絶望の王【完結済…?】
朝霧 命/みている。@休止中
絶望。
………
……
…
絶望。現在の状況は、この言葉が一番似合っているだろう。
回復を担当していたクリスは、元々臆病な性格というのもあり、奴の圧倒的な威圧感を前にし気絶。
盾を担当していたガドルフは、右手を失った。
魔法を担当していたアリアは、魔力が枯渇し、クリスとガドルフを護る為の魔道障壁を建設し、実質戦闘不能。

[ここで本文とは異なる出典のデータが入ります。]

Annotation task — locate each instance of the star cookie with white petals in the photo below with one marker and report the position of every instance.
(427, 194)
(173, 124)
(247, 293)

しかし、私は勇者だ。この世に生まれ落ち、神からの加護を受け、この王を抹殺する事を命じられている。
それ故に、私はここで希望を捨ててはならない。
ここで希望を捨ててしまったら、戦う意思を捨ててしまったら、私を信じてくれている人類はどうなる。
きっと、絶望するだろう。
ならば、私達がやらなければならな―――――
パリンッ…!!
「ぁが…ッ!?」
闇色の太光線が私の顔を掠る。
直後、ガラスの割れる音と共に、後ろに居たであろうアリアの声が聴こえ…
何が起きたのか、容易に想像が付く。
これまで旅を続けて来た仲間達が、今消滅した。
跡形もなく、理不尽に、血塵すら残らず。
悪魔は笑う。
私の顔を見て。
悪魔は言う。
これが私達のしてきた事の一部だと。
次は、私以外の人類を消すと。
私は想像する。
私の目の前で、街が1つ滅ぶ光景を。
悪魔は笑う。
怒りの表情を浮かべながら。
「貴様らを生み出さなければ、自然はあのままだった。我の部下も、死ぬことなど無かった。貴様に問う。部下が死んだ気持ちを、愛した街が滅んだ気持ちを。」
と。
希望など無かった。
人類は、人類史上最も怒らしてはいけない者を怒らしてしまったようだ。
私にはどうすることも出来ないのだ。
奴はもはやただの悪魔王ではない。
『絶望の王』だ。
そして、私は認識してしまった。
あれは悪魔ではない
私たちを生み出した、紛れもない"神"自身だと。